Cashin estimated that over 60% of the search and rescue calls the team gets involve visitors from outside Washington County.
“The non-resident population puts a very hard strain on local search and rescue budgets,” Sen. Don Ipson, R-St. George said in a text to St. George News, adding he would support the idea of adapting TRT use for a county’s search and rescue needs depending on how it is structured.
Overall funding for Washington County’s Search and Recuse team comes from state fees paid toward registration and renewal of off-road vehicles and boats, as well as fishing and hunting licenses. Additional funding comes from private donations and fundraisers held by area businesses.

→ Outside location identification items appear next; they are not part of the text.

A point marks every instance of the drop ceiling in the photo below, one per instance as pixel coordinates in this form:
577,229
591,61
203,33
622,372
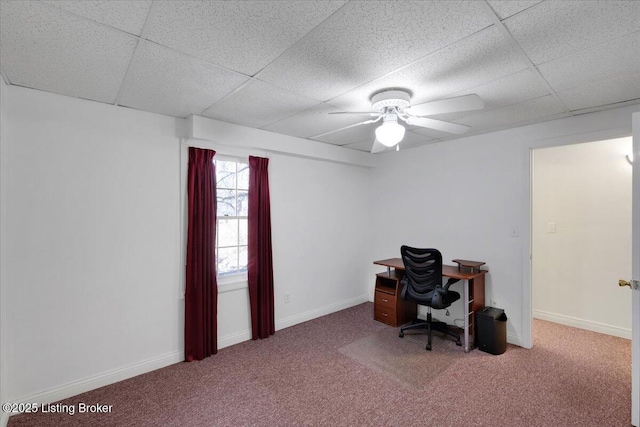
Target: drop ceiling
283,66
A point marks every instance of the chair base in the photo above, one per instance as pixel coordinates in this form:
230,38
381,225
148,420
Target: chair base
431,325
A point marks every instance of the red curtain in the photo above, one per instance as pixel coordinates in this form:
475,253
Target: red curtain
201,296
260,268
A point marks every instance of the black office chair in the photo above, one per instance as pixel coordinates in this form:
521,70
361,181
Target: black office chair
422,284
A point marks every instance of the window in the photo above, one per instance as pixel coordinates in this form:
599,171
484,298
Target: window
232,188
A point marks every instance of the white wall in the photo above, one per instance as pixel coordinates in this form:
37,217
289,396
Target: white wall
94,261
466,196
3,171
92,243
585,191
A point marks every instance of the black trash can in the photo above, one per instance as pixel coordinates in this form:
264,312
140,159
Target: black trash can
492,330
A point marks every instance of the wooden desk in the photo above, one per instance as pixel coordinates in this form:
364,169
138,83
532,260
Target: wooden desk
390,308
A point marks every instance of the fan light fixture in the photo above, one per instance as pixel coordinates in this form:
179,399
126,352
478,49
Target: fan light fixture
390,132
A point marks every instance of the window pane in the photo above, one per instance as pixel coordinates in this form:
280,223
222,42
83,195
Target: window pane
226,202
242,258
227,261
243,176
226,174
243,203
242,237
227,232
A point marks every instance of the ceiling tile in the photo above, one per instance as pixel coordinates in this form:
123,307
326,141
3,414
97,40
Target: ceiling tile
362,145
240,35
410,139
167,82
507,8
476,60
128,16
512,89
354,134
602,92
515,114
258,104
375,38
48,49
554,29
314,121
613,58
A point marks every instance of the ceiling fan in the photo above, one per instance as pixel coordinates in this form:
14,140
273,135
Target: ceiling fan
390,106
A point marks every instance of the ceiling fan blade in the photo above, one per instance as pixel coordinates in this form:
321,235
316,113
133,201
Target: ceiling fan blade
346,127
450,105
377,146
360,113
441,125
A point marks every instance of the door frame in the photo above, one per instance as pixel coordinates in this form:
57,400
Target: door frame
635,273
527,206
527,290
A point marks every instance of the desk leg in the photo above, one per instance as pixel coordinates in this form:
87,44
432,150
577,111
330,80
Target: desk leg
466,315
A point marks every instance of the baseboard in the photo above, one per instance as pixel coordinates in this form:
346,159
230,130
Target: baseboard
97,381
234,339
588,325
514,339
318,312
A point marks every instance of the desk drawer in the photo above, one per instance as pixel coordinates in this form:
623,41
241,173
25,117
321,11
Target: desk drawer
383,299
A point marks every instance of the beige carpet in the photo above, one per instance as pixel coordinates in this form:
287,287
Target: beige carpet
405,359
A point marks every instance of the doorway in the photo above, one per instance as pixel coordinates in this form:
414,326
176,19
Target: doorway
581,235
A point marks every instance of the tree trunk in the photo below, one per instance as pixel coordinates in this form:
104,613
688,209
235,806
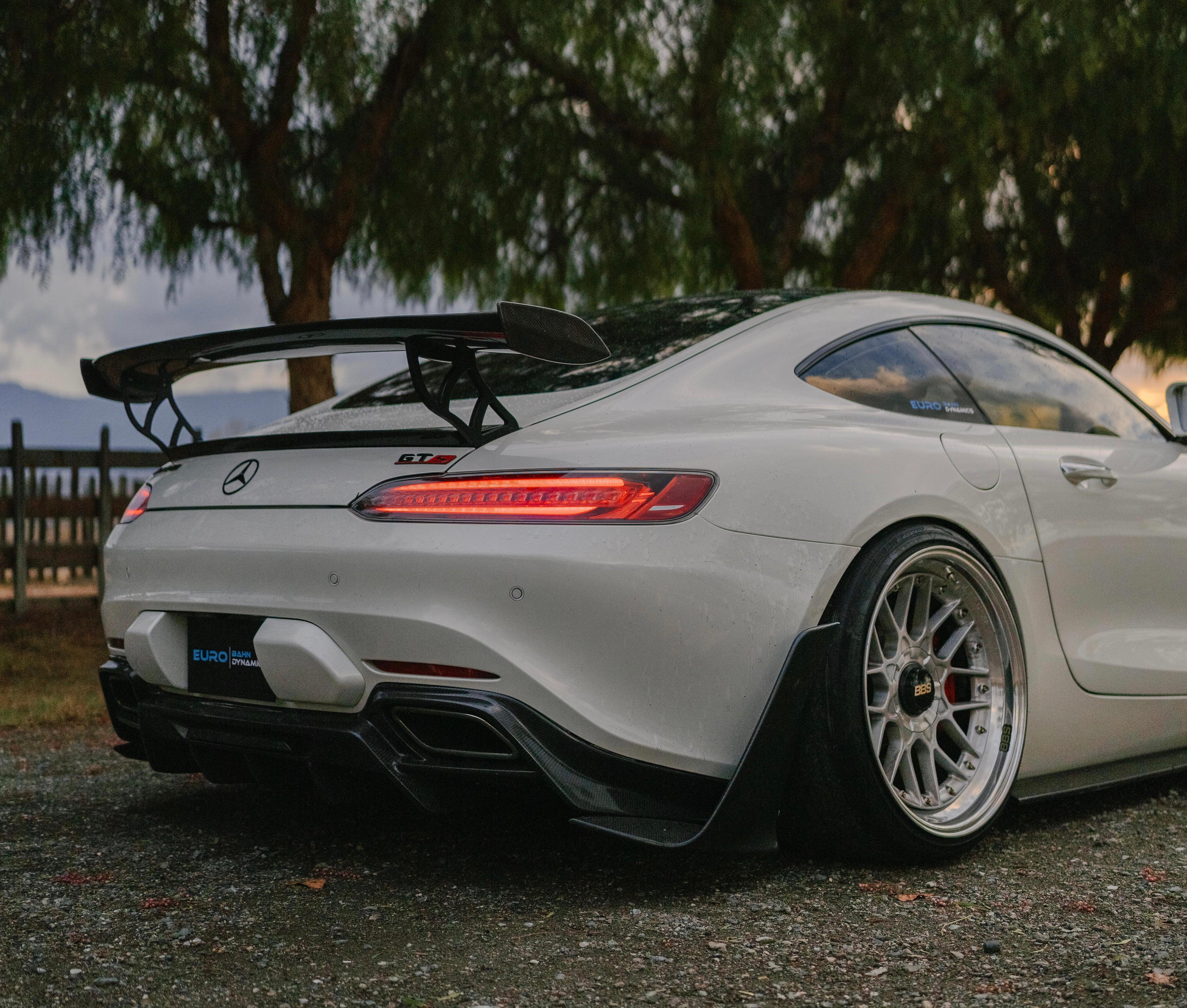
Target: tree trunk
308,300
310,382
867,259
734,232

Unfortunately, private donations to the search and rescue team are down this year due to annual fundraisers being canceled because of the COVID-19 pandemic, Cashin said.
And while the subject is brought up in Facebook comments on occasion, the county will not start charging people who end up triggering a search and rescue call. If the county started to do that, then money it currently receives from the state to help recuperate the cost of search and rescue operations would no longer be available, Cashin said.
“I don’t think we’re going to have less people visit. I don’t think we’re going to have less people move here, so we’re going to have more demand.” Cashin said.
If there’s anything residents and visitors in Washington County can do to help ease the search and rescue team’s increasing burden, Cashin said, it would be by being prepared before venturing into the outdoors.
“When you go out, really prepare for it. Prepare for the unknown,” he said, adding most rescues involve going after unprepared people. “Help us reduce the amount of rescues by being prepared yourself.”